5 Lexical conventions [lex]

5.10 Identifiers [lex.name]

identifier-start:
nondigit
an element of the translation character set with the Unicode property XID_Start
identifier-continue:
digit
nondigit
an element of the translation character set with the Unicode property XID_Continue
nondigit: one of
a b c d e f g h i j k l m
n o p q r s t u v w x y z
A B C D E F G H I J K L M
N O P Q R S T U V W X Y Z _
digit: one of
0 1 2 3 4 5 6 7 8 9
[Note 1: 
The character properties XID_Start and XID_Continue are Derived Core Properties as described by UAX #44 of the Unicode Standard.13
— end note]
The program is ill-formed if an identifier does not conform to Normalization Form C as specified in the Unicode Standard.
[Note 2: 
Identifiers are case-sensitive.
— end note]
[Note 3: 
[uaxid] compares the requirements of UAX #31 of the Unicode Standard with the C++ rules for identifiers.
— end note]
[Note 4: 
In translation phase 4, identifier also includes those preprocessing-tokens ([lex.pptoken]) differentiated as keywords ([lex.key]) in the later translation phase 7 ([lex.token]).
— end note]
The identifiers in Table 4 have a special meaning when appearing in a certain context.
When referred to in the grammar, these identifiers are used explicitly rather than using the identifier grammar production.
Unless otherwise specified, any ambiguity as to whether a given identifier has a special meaning is resolved to interpret the token as a regular identifier.

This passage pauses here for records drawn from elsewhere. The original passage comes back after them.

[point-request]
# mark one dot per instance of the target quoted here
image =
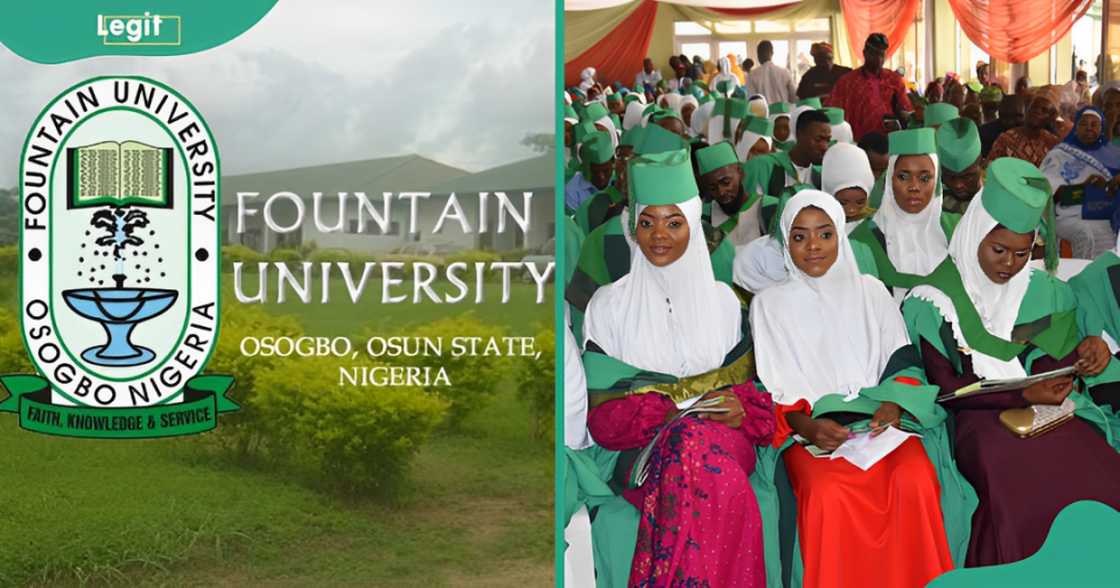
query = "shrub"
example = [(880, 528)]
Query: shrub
[(9, 260), (248, 257), (474, 379), (14, 357), (537, 384), (351, 439), (286, 255), (330, 255)]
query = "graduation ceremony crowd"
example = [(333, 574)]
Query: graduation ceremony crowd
[(823, 262)]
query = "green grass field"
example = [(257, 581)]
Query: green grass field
[(478, 509)]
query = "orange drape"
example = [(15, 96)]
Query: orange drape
[(618, 55), (893, 18), (1016, 30)]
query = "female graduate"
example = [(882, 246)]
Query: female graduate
[(656, 341), (824, 341), (908, 234), (980, 316)]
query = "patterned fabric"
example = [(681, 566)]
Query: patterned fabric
[(1016, 143), (866, 99)]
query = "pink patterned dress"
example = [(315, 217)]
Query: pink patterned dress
[(700, 524)]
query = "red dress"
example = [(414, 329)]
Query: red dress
[(878, 528)]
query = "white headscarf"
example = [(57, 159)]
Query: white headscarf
[(998, 305), (915, 242), (675, 319), (748, 140), (633, 115), (833, 334), (846, 166), (587, 78)]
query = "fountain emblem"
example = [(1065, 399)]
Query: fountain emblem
[(120, 266)]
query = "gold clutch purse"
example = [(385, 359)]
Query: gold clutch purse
[(1036, 419)]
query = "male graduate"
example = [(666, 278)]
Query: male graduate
[(959, 154)]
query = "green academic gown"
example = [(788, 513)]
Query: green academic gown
[(921, 414), (871, 236), (596, 476), (598, 208), (606, 257), (1097, 290)]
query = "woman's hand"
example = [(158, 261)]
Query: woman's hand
[(888, 414), (734, 416), (1092, 356), (1048, 392)]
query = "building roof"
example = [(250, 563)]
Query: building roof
[(394, 174)]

Table 4: Identifiers with special meaning [tab:lex.name.special]
final
import
module
override
In addition, some identifiers appearing as a token or preprocessing-token are reserved for use by C++ implementations and shall not be used otherwise; no diagnostic is required.
  • Each identifier that contains a double underscore __ or begins with an underscore followed by an uppercase letter is reserved to the implementation for any use.

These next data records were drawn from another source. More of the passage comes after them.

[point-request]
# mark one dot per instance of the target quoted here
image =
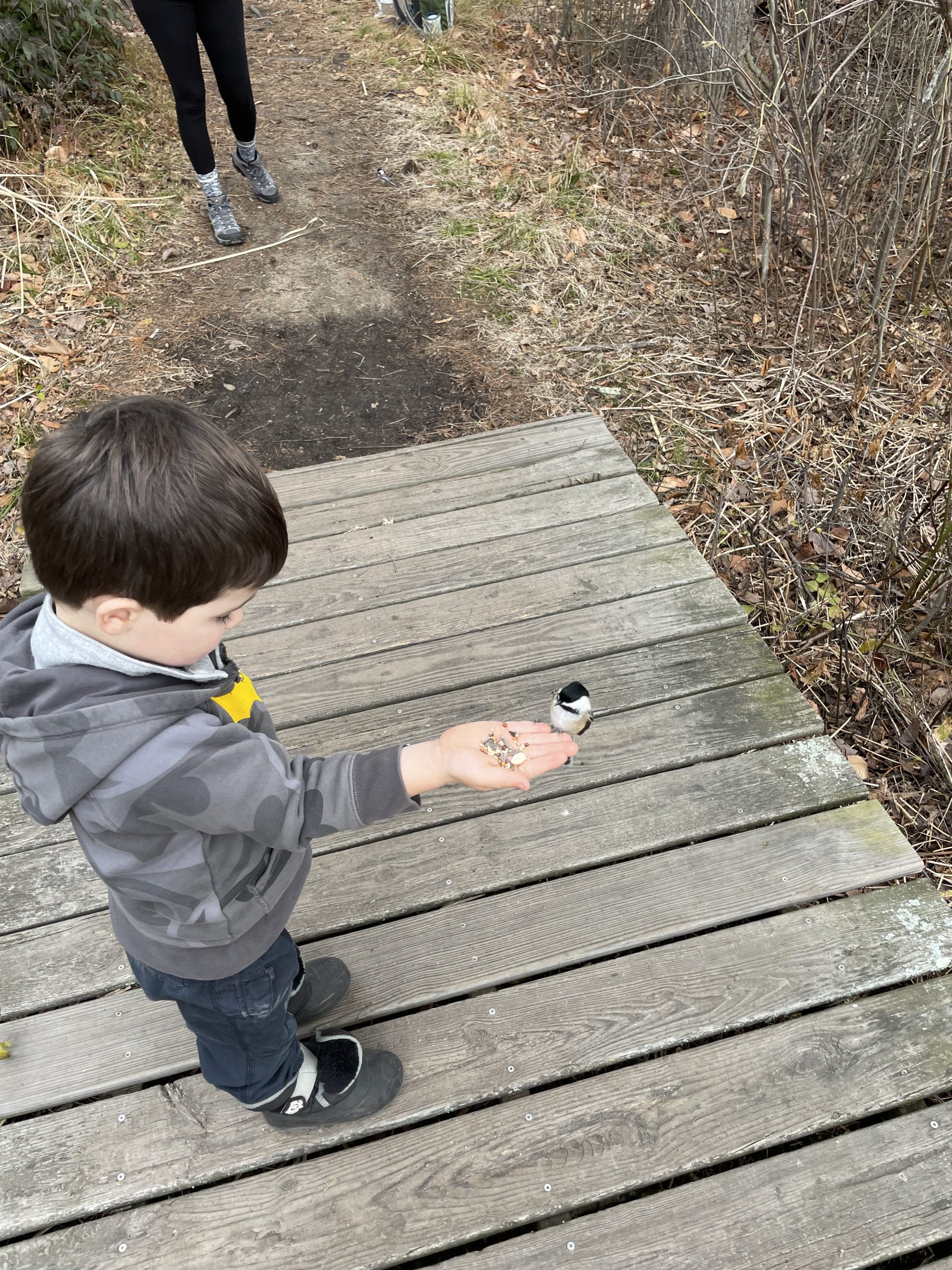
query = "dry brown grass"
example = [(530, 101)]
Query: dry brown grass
[(76, 219)]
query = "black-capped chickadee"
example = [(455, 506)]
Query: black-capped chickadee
[(572, 709)]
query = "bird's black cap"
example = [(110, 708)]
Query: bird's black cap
[(573, 691)]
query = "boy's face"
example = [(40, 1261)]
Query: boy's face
[(131, 629)]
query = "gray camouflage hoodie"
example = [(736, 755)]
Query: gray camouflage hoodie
[(184, 802)]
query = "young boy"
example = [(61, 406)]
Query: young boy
[(121, 709)]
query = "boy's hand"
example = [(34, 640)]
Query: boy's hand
[(456, 758)]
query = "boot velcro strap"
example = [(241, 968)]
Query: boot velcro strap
[(339, 1062)]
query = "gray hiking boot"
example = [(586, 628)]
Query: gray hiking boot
[(258, 177), (226, 229)]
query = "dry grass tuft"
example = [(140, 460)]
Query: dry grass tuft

  • Each identifier that begins with an underscore is reserved to the implementation for use as a name in the global namespace.
13)13)
On systems in which linkers cannot accept extended characters, an encoding of the universal-character-name can be used in forming valid external identifiers.
For example, some otherwise unused character or sequence of characters can be used to encode the \u in a universal-character-name.
Extended characters can produce a long external identifier, but C++ does not place a translation limit on significant characters for external identifiers.